The Pensions Advisory Service (TPAS) has introduced post-scam appointments to help savers in rebuilding their pension pots.
Speaking at a Transparency Task Force seminar yesterday (15 November) in London, Michelle Cracknell, Tpas' chief executive, said the guidance body is working with the Pension Ombudsman in this pilot project.
After the individuals get their termination letter from the ombudsman, they are contacted by Tpas, which will try to help them to see what other options they have, Ms Cracknell said.
She said: "We ask them if they have their full state pension entitlement, if they are making the most of their workplace pension scheme, etc."
The chairman of the Pensions Administration Standards Association (PASA) recently revealed that pension savers have lost more than £1bn to scams.
Margaret Snowdon said "official statistics can really be under reported," since people are reluctant to say that they have been scammed.
The latest data available from the government estimated that £43m has been unlawfully obtained by scammers since April 2014, with those targeted having lost an average of nearly £15,000.
According to data from Xafinity, scammers could be involved in one in 12 pension transfer requests.
Ms Cracknell argued, however, that these appointments aren’t replacing financial advice.
She said: “Some of our existing guidance staff were specifically trained to do these particular appointments.

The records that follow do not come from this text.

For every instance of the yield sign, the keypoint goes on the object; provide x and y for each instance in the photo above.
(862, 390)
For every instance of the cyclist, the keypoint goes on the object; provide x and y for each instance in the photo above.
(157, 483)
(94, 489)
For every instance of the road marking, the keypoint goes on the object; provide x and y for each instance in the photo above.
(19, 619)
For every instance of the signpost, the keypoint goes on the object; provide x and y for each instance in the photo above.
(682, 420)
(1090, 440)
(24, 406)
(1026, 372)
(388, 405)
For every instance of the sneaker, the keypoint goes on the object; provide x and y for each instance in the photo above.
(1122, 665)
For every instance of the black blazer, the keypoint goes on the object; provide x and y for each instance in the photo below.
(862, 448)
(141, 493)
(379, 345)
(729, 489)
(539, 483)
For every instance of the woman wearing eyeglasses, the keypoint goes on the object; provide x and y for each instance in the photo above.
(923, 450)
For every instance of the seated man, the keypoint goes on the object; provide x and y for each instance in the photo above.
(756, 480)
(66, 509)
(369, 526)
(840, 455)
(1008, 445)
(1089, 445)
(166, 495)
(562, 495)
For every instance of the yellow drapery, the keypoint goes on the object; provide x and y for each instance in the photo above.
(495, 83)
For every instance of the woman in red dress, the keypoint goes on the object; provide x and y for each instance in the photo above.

“It doesn’t go as wide as financial advice. It is really just starting them off to think about what else they can do.
"Our particular area [of interest] is looking at if they are making the most of pensions offered to them.
"Because the worst thing is that they sit there thinking that a £180,000 transfer value is going to pop back in into their assets. It is highly unlikely that it will."
Tpas is also running two other pilot projects on pension scams, with Phoenix Life and an unnamed provider.
With Phoenix Life, the guidance body set up a dedicated scam line for the provider as a last resort to try to stop clients from moving their defined contribution (DC) pensions into potentially fraudulent investments.